The checks are a combination of:

  1. byte-compile-file
  2. checkdoc
  3. package-lint
  4. a license checker (in melpazoid.py)
  5. some elisp checks (in melpazoid.el)

14 are on the MELPA checklist, so you should always try to get those right. In normal circumstances the build will exit with a failure if there is any byte-compile or package-lint `error` leeway is given for any `warning`.

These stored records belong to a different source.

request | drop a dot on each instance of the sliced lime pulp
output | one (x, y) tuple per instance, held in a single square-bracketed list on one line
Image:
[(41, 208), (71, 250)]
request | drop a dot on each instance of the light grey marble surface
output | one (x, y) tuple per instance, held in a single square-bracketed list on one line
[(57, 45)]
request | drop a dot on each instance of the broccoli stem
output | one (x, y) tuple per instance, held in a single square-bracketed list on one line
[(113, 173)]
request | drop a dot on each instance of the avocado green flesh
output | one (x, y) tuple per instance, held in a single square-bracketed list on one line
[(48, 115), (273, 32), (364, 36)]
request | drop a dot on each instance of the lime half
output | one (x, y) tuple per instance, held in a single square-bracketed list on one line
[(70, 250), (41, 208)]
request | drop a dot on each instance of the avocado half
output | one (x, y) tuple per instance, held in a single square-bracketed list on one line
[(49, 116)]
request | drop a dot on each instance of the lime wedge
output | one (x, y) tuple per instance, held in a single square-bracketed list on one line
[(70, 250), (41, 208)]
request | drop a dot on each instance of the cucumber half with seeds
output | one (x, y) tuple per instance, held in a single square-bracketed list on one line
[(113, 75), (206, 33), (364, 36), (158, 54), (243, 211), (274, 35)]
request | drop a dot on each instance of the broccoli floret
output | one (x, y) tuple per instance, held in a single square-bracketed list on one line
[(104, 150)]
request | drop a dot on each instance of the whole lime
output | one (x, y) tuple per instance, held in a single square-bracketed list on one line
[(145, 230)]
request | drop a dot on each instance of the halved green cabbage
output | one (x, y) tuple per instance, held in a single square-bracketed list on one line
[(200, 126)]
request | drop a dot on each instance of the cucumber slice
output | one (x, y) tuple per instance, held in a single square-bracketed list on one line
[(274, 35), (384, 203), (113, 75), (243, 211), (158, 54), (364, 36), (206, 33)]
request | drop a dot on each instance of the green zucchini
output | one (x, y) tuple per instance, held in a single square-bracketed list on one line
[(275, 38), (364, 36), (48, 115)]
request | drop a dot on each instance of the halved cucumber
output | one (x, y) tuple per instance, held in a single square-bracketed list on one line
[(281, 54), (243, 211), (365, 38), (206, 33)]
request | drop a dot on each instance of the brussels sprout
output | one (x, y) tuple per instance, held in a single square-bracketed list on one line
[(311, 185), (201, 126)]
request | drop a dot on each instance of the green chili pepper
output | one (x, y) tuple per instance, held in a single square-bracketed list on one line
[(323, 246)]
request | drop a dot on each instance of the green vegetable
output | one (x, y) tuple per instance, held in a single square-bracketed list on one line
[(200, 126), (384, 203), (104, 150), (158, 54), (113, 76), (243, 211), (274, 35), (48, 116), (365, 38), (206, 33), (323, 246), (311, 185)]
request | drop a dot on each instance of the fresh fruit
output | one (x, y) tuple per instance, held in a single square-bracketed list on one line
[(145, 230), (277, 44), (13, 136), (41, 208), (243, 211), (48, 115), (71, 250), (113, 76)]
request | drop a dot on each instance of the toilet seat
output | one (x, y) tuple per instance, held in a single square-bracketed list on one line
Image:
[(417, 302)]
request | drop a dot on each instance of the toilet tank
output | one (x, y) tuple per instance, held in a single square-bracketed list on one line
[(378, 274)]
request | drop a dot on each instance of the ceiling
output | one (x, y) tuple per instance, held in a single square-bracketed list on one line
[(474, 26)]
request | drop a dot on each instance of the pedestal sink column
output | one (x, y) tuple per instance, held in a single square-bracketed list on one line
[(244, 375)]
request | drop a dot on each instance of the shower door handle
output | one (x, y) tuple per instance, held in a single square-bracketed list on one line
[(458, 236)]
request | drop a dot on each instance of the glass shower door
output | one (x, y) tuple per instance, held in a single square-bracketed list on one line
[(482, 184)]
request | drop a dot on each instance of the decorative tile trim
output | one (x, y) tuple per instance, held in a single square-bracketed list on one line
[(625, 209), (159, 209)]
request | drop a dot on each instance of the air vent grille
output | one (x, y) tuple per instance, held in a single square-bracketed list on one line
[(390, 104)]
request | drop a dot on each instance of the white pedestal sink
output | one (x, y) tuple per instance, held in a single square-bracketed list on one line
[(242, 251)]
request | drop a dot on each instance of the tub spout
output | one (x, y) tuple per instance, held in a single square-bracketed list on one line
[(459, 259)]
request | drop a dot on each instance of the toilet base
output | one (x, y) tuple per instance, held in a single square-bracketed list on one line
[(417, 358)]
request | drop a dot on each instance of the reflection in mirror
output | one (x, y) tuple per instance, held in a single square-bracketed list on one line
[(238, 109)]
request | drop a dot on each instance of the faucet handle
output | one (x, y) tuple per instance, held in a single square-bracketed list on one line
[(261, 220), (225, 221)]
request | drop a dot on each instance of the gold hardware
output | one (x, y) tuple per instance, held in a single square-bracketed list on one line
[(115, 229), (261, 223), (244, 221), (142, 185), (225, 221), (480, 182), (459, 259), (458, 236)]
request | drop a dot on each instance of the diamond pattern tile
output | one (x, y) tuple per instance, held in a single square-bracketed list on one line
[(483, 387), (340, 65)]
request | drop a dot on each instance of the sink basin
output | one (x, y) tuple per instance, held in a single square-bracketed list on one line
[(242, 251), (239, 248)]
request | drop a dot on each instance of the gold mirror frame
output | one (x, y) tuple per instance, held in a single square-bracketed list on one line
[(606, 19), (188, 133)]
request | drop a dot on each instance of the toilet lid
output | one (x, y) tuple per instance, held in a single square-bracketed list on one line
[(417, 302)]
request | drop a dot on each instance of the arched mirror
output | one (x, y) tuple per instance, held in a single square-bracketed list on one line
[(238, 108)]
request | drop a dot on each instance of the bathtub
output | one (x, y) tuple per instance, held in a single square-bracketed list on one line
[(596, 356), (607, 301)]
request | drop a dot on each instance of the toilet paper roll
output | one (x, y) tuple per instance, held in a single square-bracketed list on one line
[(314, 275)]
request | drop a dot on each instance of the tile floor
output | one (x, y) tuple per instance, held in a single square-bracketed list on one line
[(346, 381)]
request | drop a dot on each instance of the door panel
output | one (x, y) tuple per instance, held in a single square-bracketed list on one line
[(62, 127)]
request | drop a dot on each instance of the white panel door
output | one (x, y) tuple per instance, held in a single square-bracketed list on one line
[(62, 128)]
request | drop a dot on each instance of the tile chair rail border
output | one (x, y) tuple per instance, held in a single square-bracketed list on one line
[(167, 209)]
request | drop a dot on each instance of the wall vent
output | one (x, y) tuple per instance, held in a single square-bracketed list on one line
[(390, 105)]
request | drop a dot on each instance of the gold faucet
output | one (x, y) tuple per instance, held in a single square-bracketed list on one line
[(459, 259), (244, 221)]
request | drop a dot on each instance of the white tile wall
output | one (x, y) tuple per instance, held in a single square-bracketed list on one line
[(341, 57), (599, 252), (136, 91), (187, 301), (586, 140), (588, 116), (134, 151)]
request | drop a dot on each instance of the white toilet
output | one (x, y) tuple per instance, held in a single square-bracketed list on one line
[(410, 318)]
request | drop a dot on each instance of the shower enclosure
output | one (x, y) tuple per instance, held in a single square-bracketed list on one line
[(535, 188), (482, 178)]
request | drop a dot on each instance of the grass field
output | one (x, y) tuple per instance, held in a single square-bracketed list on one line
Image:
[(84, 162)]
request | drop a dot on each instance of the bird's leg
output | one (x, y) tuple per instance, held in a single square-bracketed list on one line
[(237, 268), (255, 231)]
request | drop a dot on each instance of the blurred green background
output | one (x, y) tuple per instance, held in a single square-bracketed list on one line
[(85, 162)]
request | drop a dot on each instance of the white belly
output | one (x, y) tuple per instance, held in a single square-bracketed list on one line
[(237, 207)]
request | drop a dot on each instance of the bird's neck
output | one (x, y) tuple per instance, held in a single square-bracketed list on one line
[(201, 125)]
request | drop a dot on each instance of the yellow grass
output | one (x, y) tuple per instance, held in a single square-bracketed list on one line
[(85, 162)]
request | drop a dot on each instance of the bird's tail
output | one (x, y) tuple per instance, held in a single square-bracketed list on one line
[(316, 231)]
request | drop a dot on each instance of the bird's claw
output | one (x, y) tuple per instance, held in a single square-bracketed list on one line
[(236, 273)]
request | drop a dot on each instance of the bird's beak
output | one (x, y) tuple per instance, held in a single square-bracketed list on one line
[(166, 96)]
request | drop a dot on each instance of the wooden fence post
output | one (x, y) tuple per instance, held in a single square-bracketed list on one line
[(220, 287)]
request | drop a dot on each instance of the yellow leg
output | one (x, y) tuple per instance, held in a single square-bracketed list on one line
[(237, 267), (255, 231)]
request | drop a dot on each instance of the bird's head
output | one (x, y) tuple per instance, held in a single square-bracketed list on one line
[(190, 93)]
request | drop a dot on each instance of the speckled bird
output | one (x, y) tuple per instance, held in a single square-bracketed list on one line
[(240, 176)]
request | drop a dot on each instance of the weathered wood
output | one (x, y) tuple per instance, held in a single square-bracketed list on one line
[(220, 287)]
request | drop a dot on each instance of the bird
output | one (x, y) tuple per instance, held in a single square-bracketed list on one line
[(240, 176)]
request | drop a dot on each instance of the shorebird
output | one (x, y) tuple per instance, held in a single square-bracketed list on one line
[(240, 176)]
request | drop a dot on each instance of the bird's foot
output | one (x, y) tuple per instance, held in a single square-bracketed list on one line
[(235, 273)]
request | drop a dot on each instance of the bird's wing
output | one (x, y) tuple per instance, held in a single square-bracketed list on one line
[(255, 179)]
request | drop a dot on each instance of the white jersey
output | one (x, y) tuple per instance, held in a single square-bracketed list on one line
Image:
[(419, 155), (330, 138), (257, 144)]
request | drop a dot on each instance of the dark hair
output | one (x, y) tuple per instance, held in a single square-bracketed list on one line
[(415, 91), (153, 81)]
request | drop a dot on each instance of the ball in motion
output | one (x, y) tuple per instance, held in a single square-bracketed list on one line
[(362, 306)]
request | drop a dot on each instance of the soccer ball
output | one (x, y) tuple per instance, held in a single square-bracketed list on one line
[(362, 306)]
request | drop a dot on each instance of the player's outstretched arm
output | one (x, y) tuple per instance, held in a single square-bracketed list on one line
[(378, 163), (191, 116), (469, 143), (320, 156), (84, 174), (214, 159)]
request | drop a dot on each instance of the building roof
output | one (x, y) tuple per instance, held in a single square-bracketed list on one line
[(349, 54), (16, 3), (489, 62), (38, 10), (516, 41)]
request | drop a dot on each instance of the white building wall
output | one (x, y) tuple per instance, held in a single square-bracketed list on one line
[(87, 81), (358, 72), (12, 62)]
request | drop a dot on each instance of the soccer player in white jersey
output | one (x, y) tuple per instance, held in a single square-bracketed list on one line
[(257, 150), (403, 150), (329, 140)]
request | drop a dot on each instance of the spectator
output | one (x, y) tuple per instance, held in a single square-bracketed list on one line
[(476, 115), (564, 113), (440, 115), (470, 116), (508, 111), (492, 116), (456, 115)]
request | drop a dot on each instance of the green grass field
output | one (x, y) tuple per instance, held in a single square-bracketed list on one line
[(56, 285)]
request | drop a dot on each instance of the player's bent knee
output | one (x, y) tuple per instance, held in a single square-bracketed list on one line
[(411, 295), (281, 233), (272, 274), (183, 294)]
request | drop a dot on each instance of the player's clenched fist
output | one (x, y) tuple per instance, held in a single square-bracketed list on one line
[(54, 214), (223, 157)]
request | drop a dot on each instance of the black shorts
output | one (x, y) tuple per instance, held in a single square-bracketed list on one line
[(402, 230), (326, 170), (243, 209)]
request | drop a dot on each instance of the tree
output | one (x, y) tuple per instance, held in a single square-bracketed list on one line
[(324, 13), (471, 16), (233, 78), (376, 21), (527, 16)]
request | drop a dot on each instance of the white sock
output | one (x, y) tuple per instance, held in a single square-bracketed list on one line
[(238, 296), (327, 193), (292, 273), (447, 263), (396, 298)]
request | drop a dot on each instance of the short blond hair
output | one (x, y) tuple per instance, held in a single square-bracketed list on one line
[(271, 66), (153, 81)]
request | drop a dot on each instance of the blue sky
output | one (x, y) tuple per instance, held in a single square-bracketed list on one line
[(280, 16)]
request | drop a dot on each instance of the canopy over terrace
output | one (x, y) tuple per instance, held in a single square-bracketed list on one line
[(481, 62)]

The license checker (4) is currently very crude. The elisp checks (5) are not foolproof, sometimes opinionated, and may raise false positives.

Usage

The best way to use melpazoid is to add it to your CI (GitHub actions, Travis, etc.), but you can also use it locally.

Add it to GitHub actions

The very easiest is if your package is hosted on GitHub. Just run the following from your project root:

mkdir -p .github/workflows
curl -o .github/workflows/melpazoid.yml \
  https://raw.githubusercontent.com/riscy/melpazoid/master/.github/workflows/melpazoid.yml

then edit the file (.github/workflows/melpazoid.yml) and change the values of RECIPE and EXIST_OK to fit. Instructions are in the file.

Add it to a Travis build

If you use Travis, the following is an example .travis.yml that runs melpazoid on a recipe:

language: python
python: ['3.6']
install:
  - git clone https://github.com/riscy/melpazoid.git ~/melpazoid
  - pip install ~/melpazoid
env:
  # NOTE: set EXIST_OK to false if the package is not yet on MELPA:
  - RECIPE='(shx :repo "riscy/shx-for-emacs" :fetcher github)' EXIST_OK=true
script:
  - make -C ~/melpazoid

remembering to modify RECIPE and EXIST_OK accordingly.

Use it locally

You will need Python ≥ 3.6 (and the requests package) and Docker. An image will be built with (hopefully) all of your requirements installed. By default, it will be run with no network access. The output scroll will report any discovered issues.

Test an open MELPA PR

If you've already opened a PR against MELPA, you can use the Makefile.

MELPA_PR_URL=https://github.com/melpa/melpa/pull/6718 make

Test a recipe

If you just have a recipe, you can use the Makefile:

RECIPE='(shx :repo "riscy/shx-for-emacs" :fetcher github)' make

Note the apostrophes around the RECIPE. You can also test a specific branch:

RECIPE='(shx :repo "riscy/shx-for-emacs" :fetcher github :branch "develop")' make

Test a recipe for a package on your machine

Use the Makefile:

RECIPE='(shx :repo "riscy/shx-for-emacs" :fetcher github)' \
    LOCAL_REPO='~/my-emacs-packages/shx-for-emacs' make

Instead of cloning from riscy/shx-for-emacs in this example, melpazoid will use the files in LOCAL_REPO.

Only test a package's licenses

If you only wish to use melpazoid's (very basic) license checks, refer to the following examples:

python3 melpazoid/melpazoid.py --license ../melpa/recipes/magit  # a recipe file
python3 melpazoid/melpazoid.py --license --recipe='(shx :repo "riscy/shx-for-emacs" :fetcher github)'

Run in an unending loop

Just run melpazoid.py directly, or use make by itself.